Autoridades comemoram nos EUA a depreciação do real como se fosse fruto das medidas tomadas pelo Planalto; especialistas explicam, no entanto, que o movimento é internacional

Por Ana Clara Costa 20 set 2011, 19h29

Aversão ao euro provoca corrida de investidores pela moeda americana; governo acredita que queda da Selic tenha balizado alta no país

O contribuinte brasileiro gastará mais reais para bancar o comboio de Brasília que está reunido nos Estados Unidos para dois importantes eventos internacionais, a Assembleia Geral das Nações Unidas e o encontro anual do Fundo Monetário Internacional (FMI) e do Banco Mundial. Se comparada à cotação de um mês atrás, o pacote custará, em reais, 12% mais caro graças à apreciação do dólar – um movimento que ocorre em escala mundial nos últimos dias.

A valorização da moeda americana tem sua explicação num movimento combinado de venda de ativos em euro (sobretudo títulos de países da região) e compra de dólares. Em entrevista ao site de VEJA, o economista Barry Eichengreen, da Universidade da Califórnia, em Berkeley, afirmou que o cenário não é apenas de “aversão ao risco” – um comportamento de temor dos investidores em momentos de crise econômica -, mas também de “aversão ao euro”. “Os investidores estão preocupados com a situação europeia, que está se deteriorando a cada dia que passa, e querem sair do euro rapidamente”, afirmou. Tal movimentação fez com que a moeda americana se valorizasse perante praticamente todas as divisas em um curto espaço de tempo. Nos últimos trinta dias, o euro caiu 5% ante o dólar, enquanto o real e franco suíço recuaram 12%.
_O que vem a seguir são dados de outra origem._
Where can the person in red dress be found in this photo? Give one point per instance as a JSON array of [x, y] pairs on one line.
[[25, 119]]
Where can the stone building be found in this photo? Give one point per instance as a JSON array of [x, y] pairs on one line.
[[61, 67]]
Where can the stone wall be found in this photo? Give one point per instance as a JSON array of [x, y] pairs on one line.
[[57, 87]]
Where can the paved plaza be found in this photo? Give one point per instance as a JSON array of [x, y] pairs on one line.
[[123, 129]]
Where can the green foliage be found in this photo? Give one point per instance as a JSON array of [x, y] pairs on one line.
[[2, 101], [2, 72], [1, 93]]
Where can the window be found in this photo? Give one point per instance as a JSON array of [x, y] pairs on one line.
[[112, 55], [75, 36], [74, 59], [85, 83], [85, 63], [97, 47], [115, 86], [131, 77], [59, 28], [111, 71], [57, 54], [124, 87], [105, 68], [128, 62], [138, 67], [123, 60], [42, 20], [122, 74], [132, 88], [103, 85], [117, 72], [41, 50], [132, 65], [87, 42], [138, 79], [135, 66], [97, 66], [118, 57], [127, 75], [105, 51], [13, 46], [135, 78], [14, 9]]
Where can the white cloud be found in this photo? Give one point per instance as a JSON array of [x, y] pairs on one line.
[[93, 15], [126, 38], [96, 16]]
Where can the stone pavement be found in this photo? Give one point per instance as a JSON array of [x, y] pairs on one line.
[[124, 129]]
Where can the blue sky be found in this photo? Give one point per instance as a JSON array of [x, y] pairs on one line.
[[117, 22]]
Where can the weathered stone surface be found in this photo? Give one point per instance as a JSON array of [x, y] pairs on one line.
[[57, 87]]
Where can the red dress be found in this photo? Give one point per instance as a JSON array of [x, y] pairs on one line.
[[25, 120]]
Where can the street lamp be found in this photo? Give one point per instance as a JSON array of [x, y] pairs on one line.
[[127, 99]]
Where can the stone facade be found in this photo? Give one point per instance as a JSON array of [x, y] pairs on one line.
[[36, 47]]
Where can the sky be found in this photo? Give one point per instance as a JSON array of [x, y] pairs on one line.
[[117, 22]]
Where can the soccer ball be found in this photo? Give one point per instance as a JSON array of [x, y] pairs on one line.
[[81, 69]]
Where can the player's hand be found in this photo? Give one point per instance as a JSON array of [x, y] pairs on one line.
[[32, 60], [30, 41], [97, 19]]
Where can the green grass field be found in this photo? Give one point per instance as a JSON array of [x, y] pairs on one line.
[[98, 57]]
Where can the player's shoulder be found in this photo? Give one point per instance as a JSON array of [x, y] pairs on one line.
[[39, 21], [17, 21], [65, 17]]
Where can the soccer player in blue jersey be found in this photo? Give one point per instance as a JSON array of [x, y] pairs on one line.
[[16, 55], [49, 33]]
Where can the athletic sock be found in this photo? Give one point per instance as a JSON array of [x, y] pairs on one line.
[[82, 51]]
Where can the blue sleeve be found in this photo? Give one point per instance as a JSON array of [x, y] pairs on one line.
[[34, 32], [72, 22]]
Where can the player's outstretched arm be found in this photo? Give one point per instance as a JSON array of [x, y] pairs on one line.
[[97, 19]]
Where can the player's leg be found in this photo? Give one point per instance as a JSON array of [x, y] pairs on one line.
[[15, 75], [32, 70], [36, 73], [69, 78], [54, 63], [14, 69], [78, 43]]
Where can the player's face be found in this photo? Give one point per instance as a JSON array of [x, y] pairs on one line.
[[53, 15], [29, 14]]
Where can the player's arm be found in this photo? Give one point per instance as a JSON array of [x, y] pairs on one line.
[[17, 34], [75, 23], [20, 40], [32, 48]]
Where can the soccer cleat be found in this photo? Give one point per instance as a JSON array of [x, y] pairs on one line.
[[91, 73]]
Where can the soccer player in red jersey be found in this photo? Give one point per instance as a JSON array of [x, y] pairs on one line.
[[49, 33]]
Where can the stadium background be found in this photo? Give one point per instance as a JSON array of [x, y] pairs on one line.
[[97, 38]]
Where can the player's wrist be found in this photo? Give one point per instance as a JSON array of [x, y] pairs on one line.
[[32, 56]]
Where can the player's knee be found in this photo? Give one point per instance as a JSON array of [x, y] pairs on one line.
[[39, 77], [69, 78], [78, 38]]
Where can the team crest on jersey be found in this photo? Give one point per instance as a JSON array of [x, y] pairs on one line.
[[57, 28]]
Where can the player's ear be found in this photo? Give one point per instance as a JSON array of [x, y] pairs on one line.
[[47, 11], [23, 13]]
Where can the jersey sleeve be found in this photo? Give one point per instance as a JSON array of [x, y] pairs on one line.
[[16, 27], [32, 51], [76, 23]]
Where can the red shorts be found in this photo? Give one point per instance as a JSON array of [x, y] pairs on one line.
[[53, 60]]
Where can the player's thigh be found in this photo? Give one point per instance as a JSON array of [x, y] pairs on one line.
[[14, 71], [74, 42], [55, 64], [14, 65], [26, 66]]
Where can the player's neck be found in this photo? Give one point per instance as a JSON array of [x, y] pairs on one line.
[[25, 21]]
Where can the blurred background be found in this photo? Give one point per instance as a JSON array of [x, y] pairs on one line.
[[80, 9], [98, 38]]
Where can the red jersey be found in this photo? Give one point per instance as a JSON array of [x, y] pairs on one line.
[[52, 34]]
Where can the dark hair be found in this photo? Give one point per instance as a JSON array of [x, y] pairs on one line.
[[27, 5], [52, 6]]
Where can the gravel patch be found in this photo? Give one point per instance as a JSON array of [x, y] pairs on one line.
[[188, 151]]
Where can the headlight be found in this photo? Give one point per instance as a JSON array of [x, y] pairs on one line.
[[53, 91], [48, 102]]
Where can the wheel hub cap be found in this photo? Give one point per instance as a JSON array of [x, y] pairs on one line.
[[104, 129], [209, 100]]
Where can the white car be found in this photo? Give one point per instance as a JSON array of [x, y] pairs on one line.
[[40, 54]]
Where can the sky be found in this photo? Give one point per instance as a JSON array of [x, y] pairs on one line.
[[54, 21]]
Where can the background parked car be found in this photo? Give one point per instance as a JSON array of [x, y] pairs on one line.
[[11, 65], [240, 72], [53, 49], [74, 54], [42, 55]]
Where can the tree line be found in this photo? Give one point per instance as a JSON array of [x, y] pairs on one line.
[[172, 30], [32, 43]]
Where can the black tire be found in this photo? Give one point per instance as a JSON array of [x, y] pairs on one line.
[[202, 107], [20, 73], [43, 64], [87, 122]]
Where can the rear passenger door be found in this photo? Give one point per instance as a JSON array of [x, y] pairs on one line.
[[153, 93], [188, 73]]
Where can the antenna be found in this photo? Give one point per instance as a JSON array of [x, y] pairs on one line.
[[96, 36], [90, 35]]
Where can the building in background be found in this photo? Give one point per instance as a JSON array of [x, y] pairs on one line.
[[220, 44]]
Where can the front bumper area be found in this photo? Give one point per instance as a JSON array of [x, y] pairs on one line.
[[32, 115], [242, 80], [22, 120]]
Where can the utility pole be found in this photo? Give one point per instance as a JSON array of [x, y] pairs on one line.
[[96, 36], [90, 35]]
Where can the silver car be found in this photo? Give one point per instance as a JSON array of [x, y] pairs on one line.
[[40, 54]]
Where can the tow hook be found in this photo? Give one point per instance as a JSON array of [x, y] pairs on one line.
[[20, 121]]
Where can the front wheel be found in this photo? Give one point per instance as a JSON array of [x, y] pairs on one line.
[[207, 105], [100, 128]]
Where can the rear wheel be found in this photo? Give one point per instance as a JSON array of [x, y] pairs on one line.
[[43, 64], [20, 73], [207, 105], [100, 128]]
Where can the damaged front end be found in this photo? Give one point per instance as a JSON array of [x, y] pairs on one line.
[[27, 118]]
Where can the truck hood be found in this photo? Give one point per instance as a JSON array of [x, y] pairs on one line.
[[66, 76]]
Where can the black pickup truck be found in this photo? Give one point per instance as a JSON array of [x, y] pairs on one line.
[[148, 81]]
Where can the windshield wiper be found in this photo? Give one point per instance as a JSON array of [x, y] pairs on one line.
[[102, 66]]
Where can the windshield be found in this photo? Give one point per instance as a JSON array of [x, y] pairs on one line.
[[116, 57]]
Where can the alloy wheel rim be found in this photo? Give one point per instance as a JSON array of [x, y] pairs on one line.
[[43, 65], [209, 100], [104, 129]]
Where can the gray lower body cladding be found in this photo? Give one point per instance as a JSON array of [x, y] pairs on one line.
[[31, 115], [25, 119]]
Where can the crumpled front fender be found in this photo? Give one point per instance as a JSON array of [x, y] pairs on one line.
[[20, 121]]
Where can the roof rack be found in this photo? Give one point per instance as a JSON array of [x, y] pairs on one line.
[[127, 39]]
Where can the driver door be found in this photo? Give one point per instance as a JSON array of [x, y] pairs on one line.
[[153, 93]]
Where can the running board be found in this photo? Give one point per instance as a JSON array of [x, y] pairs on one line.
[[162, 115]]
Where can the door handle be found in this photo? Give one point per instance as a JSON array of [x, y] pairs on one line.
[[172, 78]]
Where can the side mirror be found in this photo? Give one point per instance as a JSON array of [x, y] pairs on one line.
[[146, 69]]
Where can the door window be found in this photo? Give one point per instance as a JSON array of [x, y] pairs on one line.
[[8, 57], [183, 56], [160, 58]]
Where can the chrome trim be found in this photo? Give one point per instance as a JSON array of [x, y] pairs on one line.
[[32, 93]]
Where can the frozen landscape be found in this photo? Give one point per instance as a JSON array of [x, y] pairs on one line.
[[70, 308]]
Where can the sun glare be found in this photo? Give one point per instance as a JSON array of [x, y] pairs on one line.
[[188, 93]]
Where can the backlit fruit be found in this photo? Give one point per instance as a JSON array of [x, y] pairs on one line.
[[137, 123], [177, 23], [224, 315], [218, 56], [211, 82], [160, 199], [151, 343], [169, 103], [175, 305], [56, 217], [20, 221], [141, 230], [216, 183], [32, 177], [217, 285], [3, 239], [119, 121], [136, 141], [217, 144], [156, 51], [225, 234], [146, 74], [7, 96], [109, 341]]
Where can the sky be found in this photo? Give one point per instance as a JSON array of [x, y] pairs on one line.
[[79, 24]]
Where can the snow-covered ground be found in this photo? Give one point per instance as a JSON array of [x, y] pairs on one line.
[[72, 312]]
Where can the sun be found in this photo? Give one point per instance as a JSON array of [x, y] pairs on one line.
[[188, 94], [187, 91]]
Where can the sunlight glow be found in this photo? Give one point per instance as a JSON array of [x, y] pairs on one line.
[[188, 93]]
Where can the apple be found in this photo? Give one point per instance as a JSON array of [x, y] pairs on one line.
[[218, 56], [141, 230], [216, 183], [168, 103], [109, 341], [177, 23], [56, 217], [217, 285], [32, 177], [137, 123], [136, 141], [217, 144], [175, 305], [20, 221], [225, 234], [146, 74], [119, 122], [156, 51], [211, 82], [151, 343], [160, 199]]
Não se trata de uma percepção repentina do mercado de que a situação econômica dos Estados Unidos esteja satisfatória. De acordo com Robert Wood, da Economist Intelligence Unit (EIU), a questão gira mais em torno de escolher dentre todos os males, o menor. “É como se estivéssemos em uma espécie de concurso de belezas às avessas, tendo de escolher qual das feias é a menos feia, ou seja, qual moeda é a menos fraca”, afirma.

Governo comemora – Enquanto os economistas assimilam o novo cenário e refazem suas estimativas para o futuro do dólar, o governo comemora a depreciação do real – que traz alívio aos exportadores brasileiros e ajuda a “proteger” o mercado interno dos importados.

O egocentrismo da equipe econômica chega a níveis absurdos, a ponto de o secretário do Tesouro Nacional, Arno Augustin, afirmar que o corte da taxa básica de juros (Selic) em 0,5 ponto percentual, em 31 de agosto, influenciou a perda de valor da moeda brasileira sobre o dólar, assim como as medidas referentes ao Imposto sobre Operações Financeiras (IOF) anunciadas pelo Ministério da Fazenda nos últimos meses. “Se o dólar fosse sofrer algum tipo de impacto da Selic, teria acontecido logo no início do mês. O mercado de câmbio ajusta-se muito rápido. Se nada aconteceu no dia 1º de setembro, significa que não teve impacto algum, ou que ele foi mínimo”, afirma o economista Alexandre Schwartzman, ex-diretor do Banco Central.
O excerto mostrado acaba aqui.